Starvation forces the body to consume its own muscle and organs for energy, which can cause permanent injury, harms children's futures by stunting the growth of their bodies and minds, and may even damage the heath of survivors' children.
It also destroys communities by turning people against each other in their desperation for food and forcing them to do shameful, humiliating or violent things to survive.
Even if they recover physically, the trauma of having to choose between children, turn away relatives begging for food, sell their own bodies or a sister or a daughter for food, stays with them for life, famine experts say.
'You can approach starvation as a biological phenomenon experienced by individuals, but it is also a collective social experience,' said Alex de Waal, executive director of the World Peace Foundation at Tufts University, and author of Mass Starvation: the History and Future of Famine.
'Very often that societal element – the trauma, the shame, the loss of dignity, the violation of taboos, the breaking of social bonds – is more significant in the memory of the experience of survivors than the individual biological experience.'
'All these traumas are the reason why the Irish took almost 150 years before they could memorialise what they experienced in the 1840s. Those who inflict starvation are aware of this, they know that what they're doing is actually dismantling a society.'
This 'sociology of starvation' was outlined by Raphael Lemkin, the lawyer and Holocaust survivor who coined the word genocide then campaigned for it to be recognised as a crime in international law, de Waal said.
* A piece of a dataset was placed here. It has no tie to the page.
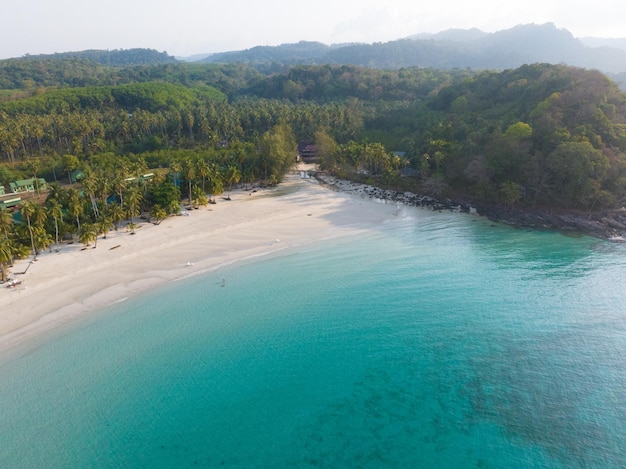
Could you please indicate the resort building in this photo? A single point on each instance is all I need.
(10, 204)
(28, 185)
In writings during the second world war, Lemkin 'spent a lot of time describing rations, rationing as a way of undermining groups'.
The social impact of starvation means an aggressor can use food controls to create a dynamic that de Waal describes as 'genocidal humanitarianism', where just enough calories are provided to prevent mass death, but extreme hunger 'destroys the meaning of their life as a group'.
International experts have warned repeatedly during the war that Gaza is approaching the internationally recognised threshold for famine, measured by factors including rates of death and malnutrition.
Chris Newton, senior analyst at International Crisis Group and an expert in famine and starvation as a weapon of war, said that even if that line was never crossed, the effect of spending long periods in a state of extreme hunger could not be fully reversed.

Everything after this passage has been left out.